Back to Dave. The funny thing about the regionalized Philadelphia accent is what they do to the letter "e."

It's terrible. Or, as Dave would say, "turrible."

I tease him. (and he teases me back, as I will demonstrate in a moment.)

Think of the following phrase, and you'll fully understand what I'm talking about: "Dave, say 'Terrible Cherry Syrup'." "Turrible Churry Surrip," says Dave. Tee hee.

Dave says I say "syrup" like this: "SEE-rup." He completely wrinkles his nose when he says the "SEE" part.

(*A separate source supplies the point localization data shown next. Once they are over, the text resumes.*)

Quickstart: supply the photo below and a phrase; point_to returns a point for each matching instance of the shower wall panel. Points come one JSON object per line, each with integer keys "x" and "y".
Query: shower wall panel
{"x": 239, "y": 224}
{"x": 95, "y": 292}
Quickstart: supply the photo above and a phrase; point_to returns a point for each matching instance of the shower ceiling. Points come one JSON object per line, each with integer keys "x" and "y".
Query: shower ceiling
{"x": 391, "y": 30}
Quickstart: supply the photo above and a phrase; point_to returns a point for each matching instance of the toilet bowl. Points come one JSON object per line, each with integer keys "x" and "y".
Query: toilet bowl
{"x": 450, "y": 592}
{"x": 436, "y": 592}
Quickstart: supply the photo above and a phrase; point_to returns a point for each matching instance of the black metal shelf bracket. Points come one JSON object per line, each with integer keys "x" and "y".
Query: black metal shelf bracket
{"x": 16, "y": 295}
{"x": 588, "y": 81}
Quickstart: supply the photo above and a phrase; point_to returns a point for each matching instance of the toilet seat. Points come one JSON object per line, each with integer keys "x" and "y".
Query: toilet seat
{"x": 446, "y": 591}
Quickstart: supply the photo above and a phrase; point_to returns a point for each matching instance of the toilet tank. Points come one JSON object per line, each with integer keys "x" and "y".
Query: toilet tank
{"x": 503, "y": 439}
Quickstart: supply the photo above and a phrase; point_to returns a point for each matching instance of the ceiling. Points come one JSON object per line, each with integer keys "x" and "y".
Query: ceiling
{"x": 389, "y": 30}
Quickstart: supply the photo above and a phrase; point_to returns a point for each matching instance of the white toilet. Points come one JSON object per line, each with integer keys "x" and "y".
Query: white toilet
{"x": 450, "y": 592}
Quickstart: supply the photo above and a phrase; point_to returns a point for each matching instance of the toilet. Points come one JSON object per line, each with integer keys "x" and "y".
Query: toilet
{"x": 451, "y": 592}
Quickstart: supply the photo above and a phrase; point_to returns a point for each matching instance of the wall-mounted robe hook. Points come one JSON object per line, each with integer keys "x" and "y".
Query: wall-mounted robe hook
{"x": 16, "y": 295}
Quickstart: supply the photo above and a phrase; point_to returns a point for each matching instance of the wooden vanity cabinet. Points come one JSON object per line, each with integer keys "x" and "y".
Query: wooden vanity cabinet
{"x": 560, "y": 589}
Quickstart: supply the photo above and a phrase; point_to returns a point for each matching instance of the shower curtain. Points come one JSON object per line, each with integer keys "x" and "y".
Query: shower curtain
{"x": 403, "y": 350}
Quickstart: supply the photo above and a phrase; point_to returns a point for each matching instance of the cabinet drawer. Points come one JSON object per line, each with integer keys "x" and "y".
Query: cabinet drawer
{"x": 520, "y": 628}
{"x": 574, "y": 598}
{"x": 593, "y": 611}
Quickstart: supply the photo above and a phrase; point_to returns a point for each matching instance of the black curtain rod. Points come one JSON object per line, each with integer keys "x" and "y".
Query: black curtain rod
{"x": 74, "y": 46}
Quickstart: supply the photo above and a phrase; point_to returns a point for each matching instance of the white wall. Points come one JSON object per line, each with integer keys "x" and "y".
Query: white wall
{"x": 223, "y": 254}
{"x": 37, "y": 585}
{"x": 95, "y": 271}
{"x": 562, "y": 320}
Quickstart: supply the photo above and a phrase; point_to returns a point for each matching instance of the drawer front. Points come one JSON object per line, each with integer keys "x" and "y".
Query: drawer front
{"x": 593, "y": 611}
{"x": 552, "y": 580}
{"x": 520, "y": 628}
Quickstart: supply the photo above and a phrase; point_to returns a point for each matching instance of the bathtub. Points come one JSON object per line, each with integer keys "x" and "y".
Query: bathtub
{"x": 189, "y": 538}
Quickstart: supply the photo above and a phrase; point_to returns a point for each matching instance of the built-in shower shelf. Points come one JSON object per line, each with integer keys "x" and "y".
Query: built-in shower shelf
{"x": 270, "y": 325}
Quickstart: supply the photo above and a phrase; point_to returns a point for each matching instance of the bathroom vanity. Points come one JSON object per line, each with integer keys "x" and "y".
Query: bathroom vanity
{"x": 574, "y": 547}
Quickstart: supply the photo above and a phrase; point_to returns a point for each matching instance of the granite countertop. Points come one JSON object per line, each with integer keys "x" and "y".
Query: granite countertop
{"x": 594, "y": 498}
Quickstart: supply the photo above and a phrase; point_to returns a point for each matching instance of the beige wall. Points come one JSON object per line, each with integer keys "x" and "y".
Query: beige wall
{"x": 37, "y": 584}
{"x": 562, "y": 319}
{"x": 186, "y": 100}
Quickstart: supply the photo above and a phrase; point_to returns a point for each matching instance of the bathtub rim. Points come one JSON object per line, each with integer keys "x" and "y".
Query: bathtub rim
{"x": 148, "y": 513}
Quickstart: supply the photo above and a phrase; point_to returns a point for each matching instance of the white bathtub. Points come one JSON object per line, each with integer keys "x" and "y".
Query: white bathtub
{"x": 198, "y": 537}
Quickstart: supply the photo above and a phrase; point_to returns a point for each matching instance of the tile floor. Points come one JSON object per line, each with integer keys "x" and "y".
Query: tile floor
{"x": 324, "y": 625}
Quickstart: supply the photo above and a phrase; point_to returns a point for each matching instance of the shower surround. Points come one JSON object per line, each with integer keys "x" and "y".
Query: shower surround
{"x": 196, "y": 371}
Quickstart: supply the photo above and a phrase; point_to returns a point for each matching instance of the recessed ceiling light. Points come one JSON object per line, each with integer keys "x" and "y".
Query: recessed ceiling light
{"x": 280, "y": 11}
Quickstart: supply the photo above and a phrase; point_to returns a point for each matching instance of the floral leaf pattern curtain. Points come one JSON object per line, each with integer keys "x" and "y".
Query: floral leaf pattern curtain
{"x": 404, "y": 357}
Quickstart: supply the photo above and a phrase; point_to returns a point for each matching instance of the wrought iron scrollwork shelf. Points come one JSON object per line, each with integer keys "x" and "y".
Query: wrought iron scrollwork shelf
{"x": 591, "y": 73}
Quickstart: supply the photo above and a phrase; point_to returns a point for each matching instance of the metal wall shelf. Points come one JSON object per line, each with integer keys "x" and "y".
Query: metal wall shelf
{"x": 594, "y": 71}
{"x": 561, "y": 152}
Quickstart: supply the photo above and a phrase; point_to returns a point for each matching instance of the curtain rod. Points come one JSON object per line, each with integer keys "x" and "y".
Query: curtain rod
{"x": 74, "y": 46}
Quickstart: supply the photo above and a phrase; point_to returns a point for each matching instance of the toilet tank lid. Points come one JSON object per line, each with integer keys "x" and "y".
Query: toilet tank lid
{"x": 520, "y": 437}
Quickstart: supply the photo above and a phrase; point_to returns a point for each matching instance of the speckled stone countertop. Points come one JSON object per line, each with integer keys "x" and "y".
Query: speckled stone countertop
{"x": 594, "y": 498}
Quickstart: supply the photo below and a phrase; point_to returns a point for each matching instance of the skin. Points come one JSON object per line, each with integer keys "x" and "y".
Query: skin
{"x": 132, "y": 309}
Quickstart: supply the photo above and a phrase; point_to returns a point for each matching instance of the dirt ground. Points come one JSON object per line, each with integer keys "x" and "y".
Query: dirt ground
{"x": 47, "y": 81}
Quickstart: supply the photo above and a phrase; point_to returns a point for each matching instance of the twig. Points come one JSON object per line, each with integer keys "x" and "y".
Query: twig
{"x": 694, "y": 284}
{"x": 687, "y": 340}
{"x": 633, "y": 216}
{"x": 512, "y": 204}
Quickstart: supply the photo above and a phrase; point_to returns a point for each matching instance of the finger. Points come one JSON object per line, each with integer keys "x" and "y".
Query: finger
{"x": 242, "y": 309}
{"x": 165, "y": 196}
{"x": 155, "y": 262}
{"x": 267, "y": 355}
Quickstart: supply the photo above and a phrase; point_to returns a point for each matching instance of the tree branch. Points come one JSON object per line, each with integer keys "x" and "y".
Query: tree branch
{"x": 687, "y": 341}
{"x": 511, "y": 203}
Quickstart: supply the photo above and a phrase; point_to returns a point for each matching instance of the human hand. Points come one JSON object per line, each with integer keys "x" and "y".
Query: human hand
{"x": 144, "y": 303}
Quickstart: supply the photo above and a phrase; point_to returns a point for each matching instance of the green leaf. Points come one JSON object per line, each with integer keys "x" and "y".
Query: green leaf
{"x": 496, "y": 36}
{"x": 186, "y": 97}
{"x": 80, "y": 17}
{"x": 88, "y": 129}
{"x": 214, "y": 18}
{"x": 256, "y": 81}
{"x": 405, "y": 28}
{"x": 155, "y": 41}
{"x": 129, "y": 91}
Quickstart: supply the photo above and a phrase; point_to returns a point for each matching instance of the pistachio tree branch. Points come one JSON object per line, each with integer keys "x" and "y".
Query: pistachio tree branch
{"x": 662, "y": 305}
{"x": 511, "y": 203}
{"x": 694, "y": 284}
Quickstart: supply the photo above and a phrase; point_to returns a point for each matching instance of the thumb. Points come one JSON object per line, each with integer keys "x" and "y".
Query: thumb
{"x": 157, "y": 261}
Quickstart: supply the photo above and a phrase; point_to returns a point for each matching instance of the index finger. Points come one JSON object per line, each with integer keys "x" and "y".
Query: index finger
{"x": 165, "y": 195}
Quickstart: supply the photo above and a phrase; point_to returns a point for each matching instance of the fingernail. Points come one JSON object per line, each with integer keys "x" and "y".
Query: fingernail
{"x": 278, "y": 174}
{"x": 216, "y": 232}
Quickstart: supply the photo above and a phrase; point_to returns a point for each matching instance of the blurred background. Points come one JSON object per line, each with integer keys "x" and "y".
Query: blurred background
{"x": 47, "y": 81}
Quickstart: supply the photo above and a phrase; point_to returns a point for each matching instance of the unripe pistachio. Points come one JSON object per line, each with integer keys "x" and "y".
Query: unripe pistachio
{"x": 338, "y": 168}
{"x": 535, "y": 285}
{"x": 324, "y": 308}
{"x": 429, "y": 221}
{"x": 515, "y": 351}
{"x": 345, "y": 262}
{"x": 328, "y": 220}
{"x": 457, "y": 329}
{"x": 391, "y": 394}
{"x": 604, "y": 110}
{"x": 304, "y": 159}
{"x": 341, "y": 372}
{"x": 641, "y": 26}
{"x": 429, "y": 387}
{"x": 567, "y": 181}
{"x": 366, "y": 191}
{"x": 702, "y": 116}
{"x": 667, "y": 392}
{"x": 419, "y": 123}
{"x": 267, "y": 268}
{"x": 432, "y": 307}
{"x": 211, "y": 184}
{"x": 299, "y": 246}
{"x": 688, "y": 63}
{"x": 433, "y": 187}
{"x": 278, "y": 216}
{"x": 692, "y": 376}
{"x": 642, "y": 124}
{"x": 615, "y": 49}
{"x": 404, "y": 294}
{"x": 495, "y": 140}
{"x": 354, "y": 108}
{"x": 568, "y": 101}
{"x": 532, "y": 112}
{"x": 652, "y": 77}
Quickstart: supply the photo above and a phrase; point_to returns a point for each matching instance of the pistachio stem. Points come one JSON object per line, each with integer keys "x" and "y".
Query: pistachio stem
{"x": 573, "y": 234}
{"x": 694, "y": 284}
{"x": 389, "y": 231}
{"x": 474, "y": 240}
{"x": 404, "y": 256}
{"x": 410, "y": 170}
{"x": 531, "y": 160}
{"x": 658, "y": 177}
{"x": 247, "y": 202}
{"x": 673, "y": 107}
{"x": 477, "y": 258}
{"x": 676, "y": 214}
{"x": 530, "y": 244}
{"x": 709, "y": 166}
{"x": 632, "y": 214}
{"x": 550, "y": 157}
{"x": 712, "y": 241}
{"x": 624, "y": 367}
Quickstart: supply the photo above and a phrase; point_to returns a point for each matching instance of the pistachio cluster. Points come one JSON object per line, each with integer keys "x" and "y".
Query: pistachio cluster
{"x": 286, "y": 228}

The area where I've live has it's own regionalization and it's very own accent. The Pennsylvania Germans, also known as Pennsylvania Dutch, live here - specifically in more rural towns. Famous PA Dutch phrases, for the truly Dutch, are things like "Outten the liahts, now ohnst..." That means "Turn the lights out." A popular regional commercial features two famous local Dutchies, Homer and Pumpkin. They argue back and forth "You're a reeeel pisa work, don-CHA-KNOOOO?" They call each other "Doom BUHnees." (Dumb Bunnies)

Dave says I talk like the Dutchies. He's wrong - but the PA Dutch have a certain melodic cadence to their phrasing that I sometimes catch myself using... It would be as if each sentence finished at a slightly higher pitch than it started. I'm sorry I can't demonstrate this for you in writing. Dave makes sure I am made aware of every instance I fall into this linguistic pattern.

It's okay, though. Whenever something bad happens - I just tell him it's turrible.

And for sharing my story with you, I feel much butter now, so y'all come back now, y'heeeeiah?


  • At 4:17 PM, Blogger Trixie said…

    Fasinating isn't it ? I listened to HP's sister Maverick doing some wild accents (mostly British) this weekend and was so amazed. She could do it for a living. Wow. I have absolutely no hear for anything language or musical.